Since August 2017 I have been a PhD student in the Center for Language and Speech Processing (CLSP) at Johns Hopkins University (JHU), as well as an Associate Research Scientist at the JHU Human Language Technology Center of Excellence (HLTCOE). I am advised by Philipp Koehn and funded by a National Defense Science and Engineering Graduate (NDSEG) Fellowship.

My work focuses on natural language processing (NLP), especially machine translation (MT), including parallel data curation, automatic MT evaluation, multilingual MT, low-resource MT, and domain adaptation.

I developed Vecalign, an accurate sentence alignment algorithm based on multilingual sentence embeddings which is linear in complexity with respect to the number of sentences being aligned. In conjunction with LASER, Vecalign works in about 100 languages (i.e. 100^2 language pairs), without the need for a machine translation system or lexicon. As of November 2019, Vecalign has the best reported performance on the test set released with Bleualign.

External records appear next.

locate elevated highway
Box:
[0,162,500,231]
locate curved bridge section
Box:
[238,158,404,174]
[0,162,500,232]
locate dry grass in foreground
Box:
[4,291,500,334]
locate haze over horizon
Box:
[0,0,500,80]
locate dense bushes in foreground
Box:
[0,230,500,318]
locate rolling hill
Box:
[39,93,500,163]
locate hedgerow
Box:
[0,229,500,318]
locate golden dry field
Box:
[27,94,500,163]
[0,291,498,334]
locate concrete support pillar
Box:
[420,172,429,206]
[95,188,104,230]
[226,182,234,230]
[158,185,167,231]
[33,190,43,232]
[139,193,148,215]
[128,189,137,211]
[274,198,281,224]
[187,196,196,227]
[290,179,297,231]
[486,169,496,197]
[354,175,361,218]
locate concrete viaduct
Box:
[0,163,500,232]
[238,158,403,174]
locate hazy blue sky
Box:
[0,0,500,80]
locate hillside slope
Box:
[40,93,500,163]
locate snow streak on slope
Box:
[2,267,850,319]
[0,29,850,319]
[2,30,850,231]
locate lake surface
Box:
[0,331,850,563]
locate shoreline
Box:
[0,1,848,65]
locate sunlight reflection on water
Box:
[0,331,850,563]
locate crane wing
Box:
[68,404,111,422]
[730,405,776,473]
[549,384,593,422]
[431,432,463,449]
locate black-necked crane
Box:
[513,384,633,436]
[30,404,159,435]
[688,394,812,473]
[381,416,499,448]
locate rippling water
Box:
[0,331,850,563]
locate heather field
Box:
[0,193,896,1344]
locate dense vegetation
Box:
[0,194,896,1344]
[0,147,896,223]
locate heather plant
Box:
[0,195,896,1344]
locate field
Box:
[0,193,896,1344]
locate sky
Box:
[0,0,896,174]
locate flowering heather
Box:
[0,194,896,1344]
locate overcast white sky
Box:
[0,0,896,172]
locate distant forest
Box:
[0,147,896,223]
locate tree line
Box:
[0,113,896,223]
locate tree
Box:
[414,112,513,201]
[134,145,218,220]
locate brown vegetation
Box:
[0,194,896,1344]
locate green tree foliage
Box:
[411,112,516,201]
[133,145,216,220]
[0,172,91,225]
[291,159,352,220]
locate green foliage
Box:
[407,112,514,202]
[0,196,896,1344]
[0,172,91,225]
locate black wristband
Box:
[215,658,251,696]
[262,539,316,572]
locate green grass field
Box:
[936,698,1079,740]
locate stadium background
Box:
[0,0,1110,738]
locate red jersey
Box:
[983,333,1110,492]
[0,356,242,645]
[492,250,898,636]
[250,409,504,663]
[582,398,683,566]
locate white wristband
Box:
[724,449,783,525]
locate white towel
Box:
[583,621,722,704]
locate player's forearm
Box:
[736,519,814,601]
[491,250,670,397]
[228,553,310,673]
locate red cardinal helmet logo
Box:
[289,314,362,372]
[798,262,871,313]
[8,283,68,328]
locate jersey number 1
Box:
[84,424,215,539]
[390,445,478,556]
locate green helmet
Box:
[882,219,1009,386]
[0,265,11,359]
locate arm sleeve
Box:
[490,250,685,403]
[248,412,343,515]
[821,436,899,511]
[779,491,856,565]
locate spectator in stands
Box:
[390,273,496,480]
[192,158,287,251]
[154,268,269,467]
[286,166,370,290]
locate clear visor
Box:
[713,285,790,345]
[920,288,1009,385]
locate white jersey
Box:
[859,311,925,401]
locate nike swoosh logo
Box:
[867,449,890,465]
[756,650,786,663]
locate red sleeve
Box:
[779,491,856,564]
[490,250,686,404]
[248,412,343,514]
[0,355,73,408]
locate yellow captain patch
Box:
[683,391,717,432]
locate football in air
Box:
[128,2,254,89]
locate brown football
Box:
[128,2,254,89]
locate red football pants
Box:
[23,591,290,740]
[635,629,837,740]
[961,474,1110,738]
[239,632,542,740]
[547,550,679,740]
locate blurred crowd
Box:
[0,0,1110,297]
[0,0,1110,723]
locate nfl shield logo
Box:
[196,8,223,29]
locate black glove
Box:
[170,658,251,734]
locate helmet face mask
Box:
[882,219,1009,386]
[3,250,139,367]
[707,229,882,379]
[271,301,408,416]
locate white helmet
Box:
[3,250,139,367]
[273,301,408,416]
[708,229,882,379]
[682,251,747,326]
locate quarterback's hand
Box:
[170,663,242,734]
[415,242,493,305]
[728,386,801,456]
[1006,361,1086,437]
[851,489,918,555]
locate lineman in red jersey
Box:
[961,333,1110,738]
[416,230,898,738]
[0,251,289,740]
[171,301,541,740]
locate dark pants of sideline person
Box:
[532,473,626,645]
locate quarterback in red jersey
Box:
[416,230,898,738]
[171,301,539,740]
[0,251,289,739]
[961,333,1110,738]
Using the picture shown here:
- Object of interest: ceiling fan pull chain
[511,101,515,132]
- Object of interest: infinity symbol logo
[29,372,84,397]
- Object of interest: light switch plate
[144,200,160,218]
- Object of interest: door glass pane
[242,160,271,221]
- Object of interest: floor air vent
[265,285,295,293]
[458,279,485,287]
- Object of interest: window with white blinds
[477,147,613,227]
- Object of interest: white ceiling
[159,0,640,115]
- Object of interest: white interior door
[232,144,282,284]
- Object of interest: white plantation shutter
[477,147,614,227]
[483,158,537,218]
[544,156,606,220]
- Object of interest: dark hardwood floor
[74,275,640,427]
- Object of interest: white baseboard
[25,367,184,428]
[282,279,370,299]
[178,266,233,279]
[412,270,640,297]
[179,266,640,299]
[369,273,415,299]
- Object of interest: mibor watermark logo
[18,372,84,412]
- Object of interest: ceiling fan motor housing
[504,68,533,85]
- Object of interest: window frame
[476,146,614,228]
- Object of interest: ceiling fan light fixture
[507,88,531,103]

I also developed Prism, an automatic MT metric which uses a sequence-to-sequence paraphraser to score MT system outputs conditioned on their respective human references. Prism uses a multilingual neural MT model as a zero-shot paraphraser, which eliminates the need for synthetic paraphrase data and results in a single model which works in many languages (we release a model in 39 languages). Prism outperforms or statistically ties with all metrics submitted to the WMT 2019 metrics shared task at segment-level human correlation.

Prior to starting my PhD I was in the Human Language Technology group at MIT Lincoln Laboratory.